Bach: Variações Goldberg

 


BACH: VARIAÇÕES GOLDBERG

 

A música é só música, eu sei. Não há

outros termos em que falar dela a não ser que

ela mesma seja menos que si mesma. Mas

o caso é que falar de música em tais termos

é como descrever um quadro em cores e formas e volumes, sem

mostrá-lo ou sem sequer havê-lo visto uma única vez.

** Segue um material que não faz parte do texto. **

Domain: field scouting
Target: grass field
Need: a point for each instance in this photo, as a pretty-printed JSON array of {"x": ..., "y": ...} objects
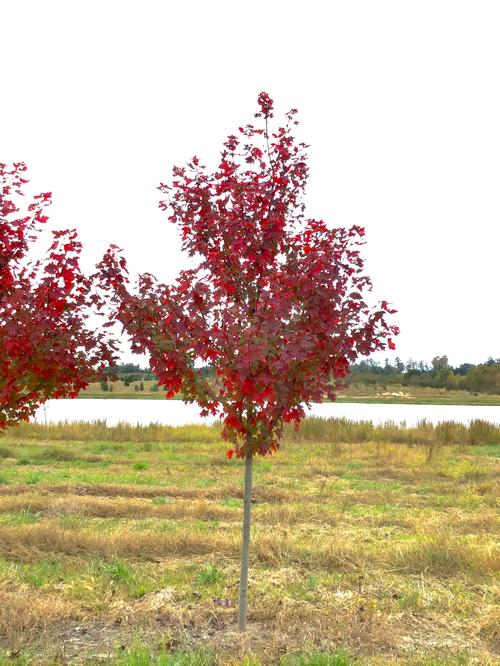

Vejamo-lo, bem si, calados, vendo. E se a música

for música, ouçamo-la e mais nada. No entanto,

nenhum silêncio recolhido nos persiste além

de alguns minutos. E não dura na memória com

silêncio. Ou se dura, esse silêncio cala

a própria música que adora. Porque a música

não é silêncio mas silêncio que

anuncia ou prenuncia o som e o ritmo.

Se os sons, porém, não são de devaneio,

e sim a inteligência que no abstracto busca

ad infinitum combinações possíveis bem que ilimitadas;

se tudo se organiza como a variada imagem

de uma ideia despojada de sentido;

se tudo soa como a própria liberdade dos acasos lógicos

que os grupos, e os grandes números, e as proporções

conhecem necessários; se tudo repercute como

em cânones cada vez mais complexos que não desenvol-

vem um raciocínio mas o transformam de um si mesmo em si;

se tudo se acumula menos como som que como pedras

esculpidas em volutas brancas e douradas cujos

recantos de sombra são um trompe-l’œil

para que elas mais sejam em paredes curvas ;

se uma alegria é força de viver e de inventar e de

bater nas teclas em cascatas de ordem;

e se tudo existiu na música para que tal triunfo

e dele descende tudo o que de arquitectura

possa existir em notas sem sentido – COMO

não proclamar que essa grandeza imensa

não se comove com íntimos segredos (mesmo implica

que não haja segredo em nada que se faça

a não ser o espanto de fazer-se aquilo),

é como que uma cúpula de som dentro da qual

possamos ter consciência de que o homem é, por vezes,

maior do que si mesmo. E que nada no mundo,

ainda que volte ao tema inicial, repete

o que foi proposto como tema para

se transformar no tempo que contém. Quando, no fim,

aquele tema torna não é para encerrar

num círculo fechado uma odisseia em teclas,

mas para colocar-nos ante a lucidez

de que não há regresso após tanta invenção.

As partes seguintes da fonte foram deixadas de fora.